Court Opinion

ID: 4934218
Source: CourtListenerOpinion
Date Created: 2021-09-24 01:12:24.333815+00
Date Added: 2024-06-11T08:14:36.481036
License: Public Domain

Virgin, J.
We are of the opinion that the exceptions must be sustained.
The disclosure admits the trustee to have had actual possession of the defendant’s mare which was worth ten to twenty dollars more than the sum due on the mortgage. It does not state that she was in anywise exempt from attachment; nor has any suggestion of exemption been made by the trustee or claimed by the defendant. Had such' a fact existed and been shown the trustee *399could not be charged. Staniels v. Raymond, 4 Cush. 314, 317. The admission makes out a prima facie case of changeability which has not been overcome.
This case is not altogether unlike an attachment by trustee process of money due from a trustee to a principal defendant for personal labor. If the trustee, after disclosing the indebtedness, would discharge himself, he must further disclose that the indebtedness accrued for personal labor performed during the month next preceding the service of the writ. Lock v. Johnson, 36 Maine, 464; Haynes v.
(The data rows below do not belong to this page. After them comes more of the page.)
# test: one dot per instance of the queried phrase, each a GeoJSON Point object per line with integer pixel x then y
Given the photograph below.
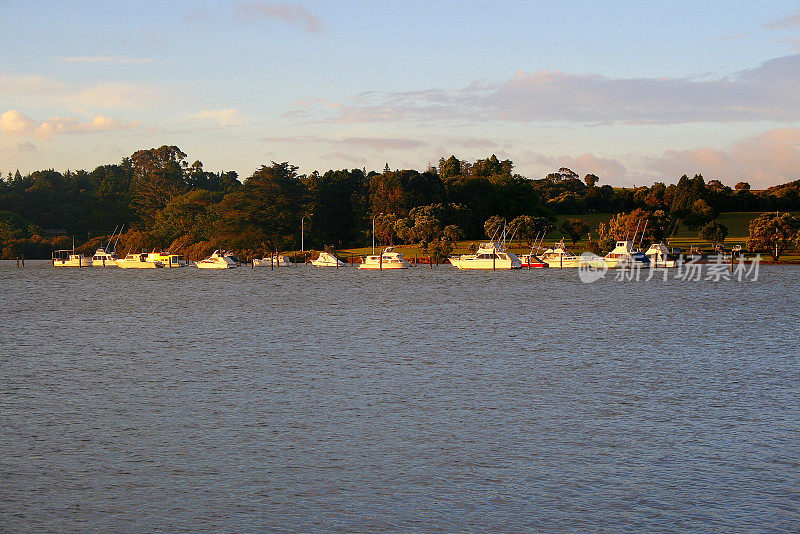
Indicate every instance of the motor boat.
{"type": "Point", "coordinates": [559, 257]}
{"type": "Point", "coordinates": [326, 259]}
{"type": "Point", "coordinates": [68, 258]}
{"type": "Point", "coordinates": [489, 257]}
{"type": "Point", "coordinates": [218, 260]}
{"type": "Point", "coordinates": [103, 258]}
{"type": "Point", "coordinates": [532, 261]}
{"type": "Point", "coordinates": [388, 259]}
{"type": "Point", "coordinates": [659, 256]}
{"type": "Point", "coordinates": [625, 255]}
{"type": "Point", "coordinates": [170, 261]}
{"type": "Point", "coordinates": [138, 261]}
{"type": "Point", "coordinates": [276, 260]}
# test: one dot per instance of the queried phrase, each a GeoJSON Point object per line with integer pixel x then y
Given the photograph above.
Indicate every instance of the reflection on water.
{"type": "Point", "coordinates": [325, 400]}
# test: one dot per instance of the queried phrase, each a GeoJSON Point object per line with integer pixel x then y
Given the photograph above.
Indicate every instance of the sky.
{"type": "Point", "coordinates": [632, 91]}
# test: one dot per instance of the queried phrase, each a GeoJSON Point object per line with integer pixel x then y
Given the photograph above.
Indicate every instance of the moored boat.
{"type": "Point", "coordinates": [490, 256]}
{"type": "Point", "coordinates": [388, 259]}
{"type": "Point", "coordinates": [218, 260]}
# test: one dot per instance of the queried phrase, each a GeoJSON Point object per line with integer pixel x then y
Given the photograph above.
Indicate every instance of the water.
{"type": "Point", "coordinates": [427, 400]}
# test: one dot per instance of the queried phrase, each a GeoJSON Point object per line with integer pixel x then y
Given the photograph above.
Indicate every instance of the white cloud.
{"type": "Point", "coordinates": [770, 158]}
{"type": "Point", "coordinates": [16, 124]}
{"type": "Point", "coordinates": [293, 13]}
{"type": "Point", "coordinates": [768, 92]}
{"type": "Point", "coordinates": [225, 117]}
{"type": "Point", "coordinates": [108, 60]}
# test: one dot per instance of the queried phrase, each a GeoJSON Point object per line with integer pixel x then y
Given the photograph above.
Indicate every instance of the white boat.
{"type": "Point", "coordinates": [388, 259]}
{"type": "Point", "coordinates": [326, 259]}
{"type": "Point", "coordinates": [659, 256]}
{"type": "Point", "coordinates": [218, 260]}
{"type": "Point", "coordinates": [68, 258]}
{"type": "Point", "coordinates": [138, 261]}
{"type": "Point", "coordinates": [559, 257]}
{"type": "Point", "coordinates": [625, 255]}
{"type": "Point", "coordinates": [275, 261]}
{"type": "Point", "coordinates": [489, 257]}
{"type": "Point", "coordinates": [170, 261]}
{"type": "Point", "coordinates": [103, 258]}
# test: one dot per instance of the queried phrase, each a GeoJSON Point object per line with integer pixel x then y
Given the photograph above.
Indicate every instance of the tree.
{"type": "Point", "coordinates": [714, 232]}
{"type": "Point", "coordinates": [493, 225]}
{"type": "Point", "coordinates": [773, 232]}
{"type": "Point", "coordinates": [574, 229]}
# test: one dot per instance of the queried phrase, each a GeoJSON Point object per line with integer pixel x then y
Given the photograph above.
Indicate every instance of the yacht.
{"type": "Point", "coordinates": [326, 259]}
{"type": "Point", "coordinates": [277, 260]}
{"type": "Point", "coordinates": [138, 261]}
{"type": "Point", "coordinates": [388, 259]}
{"type": "Point", "coordinates": [170, 261]}
{"type": "Point", "coordinates": [489, 256]}
{"type": "Point", "coordinates": [558, 256]}
{"type": "Point", "coordinates": [659, 256]}
{"type": "Point", "coordinates": [625, 255]}
{"type": "Point", "coordinates": [218, 260]}
{"type": "Point", "coordinates": [68, 258]}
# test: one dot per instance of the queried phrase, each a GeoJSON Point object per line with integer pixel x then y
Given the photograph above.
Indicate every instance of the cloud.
{"type": "Point", "coordinates": [108, 60]}
{"type": "Point", "coordinates": [225, 117]}
{"type": "Point", "coordinates": [767, 92]}
{"type": "Point", "coordinates": [766, 159]}
{"type": "Point", "coordinates": [15, 124]}
{"type": "Point", "coordinates": [294, 13]}
{"type": "Point", "coordinates": [786, 23]}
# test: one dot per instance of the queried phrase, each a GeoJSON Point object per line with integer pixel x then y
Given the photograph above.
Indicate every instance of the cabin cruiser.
{"type": "Point", "coordinates": [168, 260]}
{"type": "Point", "coordinates": [558, 256]}
{"type": "Point", "coordinates": [625, 255]}
{"type": "Point", "coordinates": [532, 261]}
{"type": "Point", "coordinates": [103, 258]}
{"type": "Point", "coordinates": [489, 256]}
{"type": "Point", "coordinates": [659, 256]}
{"type": "Point", "coordinates": [326, 259]}
{"type": "Point", "coordinates": [277, 260]}
{"type": "Point", "coordinates": [138, 261]}
{"type": "Point", "coordinates": [218, 260]}
{"type": "Point", "coordinates": [388, 259]}
{"type": "Point", "coordinates": [68, 258]}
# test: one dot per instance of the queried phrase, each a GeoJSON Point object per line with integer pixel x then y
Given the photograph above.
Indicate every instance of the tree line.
{"type": "Point", "coordinates": [166, 203]}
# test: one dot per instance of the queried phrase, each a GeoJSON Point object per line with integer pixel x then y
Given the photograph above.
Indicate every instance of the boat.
{"type": "Point", "coordinates": [276, 260]}
{"type": "Point", "coordinates": [218, 260]}
{"type": "Point", "coordinates": [138, 261]}
{"type": "Point", "coordinates": [532, 261]}
{"type": "Point", "coordinates": [326, 259]}
{"type": "Point", "coordinates": [388, 259]}
{"type": "Point", "coordinates": [659, 256]}
{"type": "Point", "coordinates": [489, 257]}
{"type": "Point", "coordinates": [104, 258]}
{"type": "Point", "coordinates": [625, 255]}
{"type": "Point", "coordinates": [559, 257]}
{"type": "Point", "coordinates": [169, 261]}
{"type": "Point", "coordinates": [68, 258]}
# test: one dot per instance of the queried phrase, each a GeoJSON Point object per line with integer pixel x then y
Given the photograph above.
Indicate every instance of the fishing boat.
{"type": "Point", "coordinates": [69, 258]}
{"type": "Point", "coordinates": [276, 260]}
{"type": "Point", "coordinates": [659, 256]}
{"type": "Point", "coordinates": [170, 261]}
{"type": "Point", "coordinates": [138, 261]}
{"type": "Point", "coordinates": [490, 256]}
{"type": "Point", "coordinates": [326, 259]}
{"type": "Point", "coordinates": [218, 260]}
{"type": "Point", "coordinates": [559, 257]}
{"type": "Point", "coordinates": [388, 259]}
{"type": "Point", "coordinates": [626, 255]}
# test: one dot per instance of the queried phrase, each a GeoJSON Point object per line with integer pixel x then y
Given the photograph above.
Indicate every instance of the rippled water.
{"type": "Point", "coordinates": [426, 400]}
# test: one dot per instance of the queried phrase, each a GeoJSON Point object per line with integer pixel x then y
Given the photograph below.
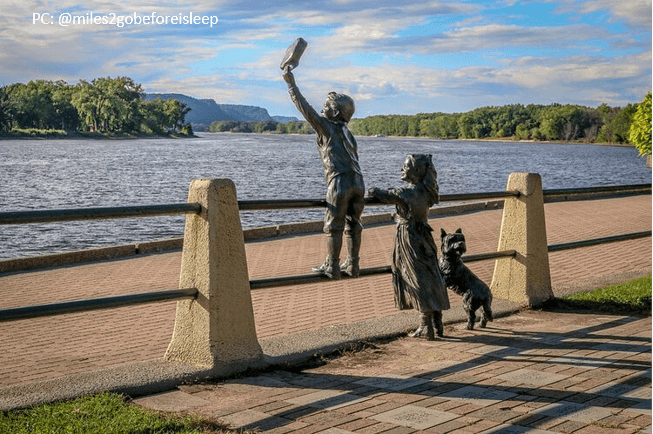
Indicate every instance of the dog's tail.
{"type": "Point", "coordinates": [487, 312]}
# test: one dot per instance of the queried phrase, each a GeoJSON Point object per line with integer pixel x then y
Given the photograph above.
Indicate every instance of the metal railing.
{"type": "Point", "coordinates": [49, 216]}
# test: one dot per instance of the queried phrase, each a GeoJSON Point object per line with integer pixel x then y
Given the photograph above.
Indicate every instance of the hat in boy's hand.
{"type": "Point", "coordinates": [294, 53]}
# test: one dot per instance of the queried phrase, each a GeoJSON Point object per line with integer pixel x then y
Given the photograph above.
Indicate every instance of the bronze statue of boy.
{"type": "Point", "coordinates": [339, 153]}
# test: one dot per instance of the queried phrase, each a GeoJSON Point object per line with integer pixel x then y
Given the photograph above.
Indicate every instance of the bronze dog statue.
{"type": "Point", "coordinates": [461, 280]}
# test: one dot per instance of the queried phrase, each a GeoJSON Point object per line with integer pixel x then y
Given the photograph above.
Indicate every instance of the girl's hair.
{"type": "Point", "coordinates": [426, 176]}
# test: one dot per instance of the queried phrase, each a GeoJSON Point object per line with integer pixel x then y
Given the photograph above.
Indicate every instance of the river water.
{"type": "Point", "coordinates": [55, 174]}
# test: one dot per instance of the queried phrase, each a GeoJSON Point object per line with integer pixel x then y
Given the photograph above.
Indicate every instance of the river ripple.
{"type": "Point", "coordinates": [54, 174]}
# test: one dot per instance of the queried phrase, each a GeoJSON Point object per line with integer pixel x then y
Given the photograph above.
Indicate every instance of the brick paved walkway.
{"type": "Point", "coordinates": [46, 348]}
{"type": "Point", "coordinates": [535, 372]}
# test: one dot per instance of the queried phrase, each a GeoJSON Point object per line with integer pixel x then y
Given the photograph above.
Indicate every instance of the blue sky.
{"type": "Point", "coordinates": [392, 57]}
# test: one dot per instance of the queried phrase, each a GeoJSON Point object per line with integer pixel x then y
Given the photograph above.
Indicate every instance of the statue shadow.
{"type": "Point", "coordinates": [539, 360]}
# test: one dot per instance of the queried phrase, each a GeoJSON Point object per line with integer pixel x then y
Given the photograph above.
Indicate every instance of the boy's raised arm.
{"type": "Point", "coordinates": [309, 113]}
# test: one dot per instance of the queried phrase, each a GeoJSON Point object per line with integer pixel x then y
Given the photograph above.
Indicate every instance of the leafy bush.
{"type": "Point", "coordinates": [639, 133]}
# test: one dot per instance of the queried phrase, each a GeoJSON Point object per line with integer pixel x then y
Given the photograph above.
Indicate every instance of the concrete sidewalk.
{"type": "Point", "coordinates": [121, 349]}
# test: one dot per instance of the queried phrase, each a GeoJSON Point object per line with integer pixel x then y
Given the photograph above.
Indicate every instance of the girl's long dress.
{"type": "Point", "coordinates": [416, 276]}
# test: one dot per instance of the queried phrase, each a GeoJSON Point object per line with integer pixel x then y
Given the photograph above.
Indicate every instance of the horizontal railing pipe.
{"type": "Point", "coordinates": [258, 205]}
{"type": "Point", "coordinates": [605, 189]}
{"type": "Point", "coordinates": [95, 304]}
{"type": "Point", "coordinates": [59, 215]}
{"type": "Point", "coordinates": [597, 241]}
{"type": "Point", "coordinates": [386, 269]}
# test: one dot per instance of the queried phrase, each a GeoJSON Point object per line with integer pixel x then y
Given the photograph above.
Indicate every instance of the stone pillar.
{"type": "Point", "coordinates": [217, 328]}
{"type": "Point", "coordinates": [526, 278]}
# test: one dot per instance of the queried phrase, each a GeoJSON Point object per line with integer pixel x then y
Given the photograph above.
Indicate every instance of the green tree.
{"type": "Point", "coordinates": [639, 133]}
{"type": "Point", "coordinates": [5, 116]}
Hussey, 72 Maine, 448. If the officer had attached the mare, the debtor could not have maintained trespass against the officer by simply proving the attachment, and omitting to show any facts tending to prove she was exempt. Colson v. Wilson, 58 Maine, 416.
The trustee having disposed of the mare after service of the writ and before the disclosure, no motion for a decree was necessary under the provisions of E. S., c. 86, § 50; Stedman v. Vickery, 42 Maine, 132, 136. He must therefore be charged for the difference between the value of the mare (which he cannot object to calling §50 since he has prevented the plaintiff from redeeming) and the sum due on the mortgage.

Exceptions sustained.

Trustee charged for §20.

Appleton, C. J., Walton, Peters, Libbey and Symonds, JJ., concurred.